Information overload floods students

This past week, the city of Atlanta probably got the most rain that it has in a long time. The monsoon-like conditions caused flooding, traffic, and general havoc all over the city.

The crazy torrential downpours were in stark contrast to the drought that characterized the weather of the city over much of the past year—apparently Sonny’s prayer for rain worked.

“When it rains, it pours” seems to apply well to the city’s weather situation. It also happens to apply well to the way I feel about information overload, a problem that seems to be particular to our generation.

The concept of “information overload” is not new; Alvin Toffler coined the term in the 1970s in his book Future Shock. Toffler defined information overload as being overwhelmed by copious amounts of information, to the point that people cannot differentiate between what is important and what is irrelevant. He describes a time when people become desensitized to information and cannot utilize it effectively.

Just as the rain has inundated the city and brought many of the city’s operations to a halt (except Tech, of course; we never close down the school or cancel classes), information overload has the potential to drown out the important information and make simple tasks incredibly difficult to complete.

It’s great that we live in a digital world and that everything is at our fingertips. Ideally, to find something, all we need to do is to hop on the “information superhighway” better known as the internet, pop a few words into a search box and voila: we find just the thing we are looking for. But anyone who has searched for something online knows that it’s not always that simple. Everything is on the web now—literally, everything. Sometimes that makes it extremely difficult to zero in on the information that we need.

Between the news sites, the blogs, the wikis, the tweets, the e-mails, the RSS feeds and countless other sources of information, sometimes the situation becomes more like looking for a needle in a digital haystack. Technologies that were created to make our lives easier and more connected are becoming sources of frustration.

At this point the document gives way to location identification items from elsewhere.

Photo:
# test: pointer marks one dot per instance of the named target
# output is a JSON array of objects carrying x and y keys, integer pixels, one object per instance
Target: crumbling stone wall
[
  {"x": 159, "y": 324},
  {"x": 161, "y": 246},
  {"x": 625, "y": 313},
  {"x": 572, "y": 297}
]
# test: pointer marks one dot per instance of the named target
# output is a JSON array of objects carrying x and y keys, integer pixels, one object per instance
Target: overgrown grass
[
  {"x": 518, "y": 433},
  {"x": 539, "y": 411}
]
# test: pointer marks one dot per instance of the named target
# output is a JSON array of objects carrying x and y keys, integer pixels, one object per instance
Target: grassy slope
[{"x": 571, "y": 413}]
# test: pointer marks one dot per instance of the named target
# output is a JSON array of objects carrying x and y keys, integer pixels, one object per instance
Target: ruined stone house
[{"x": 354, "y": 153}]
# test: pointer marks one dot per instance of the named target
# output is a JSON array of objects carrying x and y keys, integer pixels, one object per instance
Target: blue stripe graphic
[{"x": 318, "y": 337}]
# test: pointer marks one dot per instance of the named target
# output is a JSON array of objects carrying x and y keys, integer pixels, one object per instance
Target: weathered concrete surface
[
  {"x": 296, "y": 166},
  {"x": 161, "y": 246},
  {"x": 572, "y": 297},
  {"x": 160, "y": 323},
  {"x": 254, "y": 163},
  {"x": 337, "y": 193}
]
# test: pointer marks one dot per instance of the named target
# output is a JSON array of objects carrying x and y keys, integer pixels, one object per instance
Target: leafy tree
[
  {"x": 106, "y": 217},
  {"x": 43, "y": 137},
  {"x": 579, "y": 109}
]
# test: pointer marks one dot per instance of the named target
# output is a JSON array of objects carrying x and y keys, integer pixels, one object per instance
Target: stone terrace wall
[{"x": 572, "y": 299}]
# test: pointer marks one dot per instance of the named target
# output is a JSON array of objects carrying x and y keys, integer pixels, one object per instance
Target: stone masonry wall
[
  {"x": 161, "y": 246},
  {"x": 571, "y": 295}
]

Take the simple task of managing an e-mail inbox, for example. In this day and age, we receive so many e-mails in one day and have to sit down and manually sift through each message to extract the important ones from the inbox. That little number in parentheses that enumerates how many unread messages we have often multiplies in a matter of minutes. It becomes a chore and an extremely time-consuming daily task.

The reason why situations like these often arise is because of the age in which we live. We no longer have to go to a library, pore over a book nor talk to a live person in order to find the things that we need. Only a few decades ago information was largely a passive resource. Now, it’s an active resource that is being pushed onto us every second. Because of this very fact, we cannot afford to be passive about managing information anymore; we must actively manage the information that comes our way in order to maintain its usefulness or otherwise face a flood of superfluous information.

On a small scale, that means organizing our digital lives by using little things like folders, bookmarks and filters, to name a few small things. Taking a bit of time to sort things out will definitely make our digital existences a bit more productive.

However, thinking about things on a larger and broader scale, information overload is a problem that will continue to grow fast into the future unless we start thinking about how to control it now. While we will never be able to stifle the growth of information, we can come up with ways to more effectively utilize it.

This is our generation’s unique challenge: to maintain relevance in a world of e-junk. Our generation is still figuring out how to manage the incredible influx of information that has been made available in the past two or three decades. I’m pretty sure that information overload is just a type of growing pain that we have to deal with until some geniuses come up with a way to streamline and optimize the way we get our information.

Until then, we should actively be taking steps to deal with the issue, instead of letting our inboxes explode.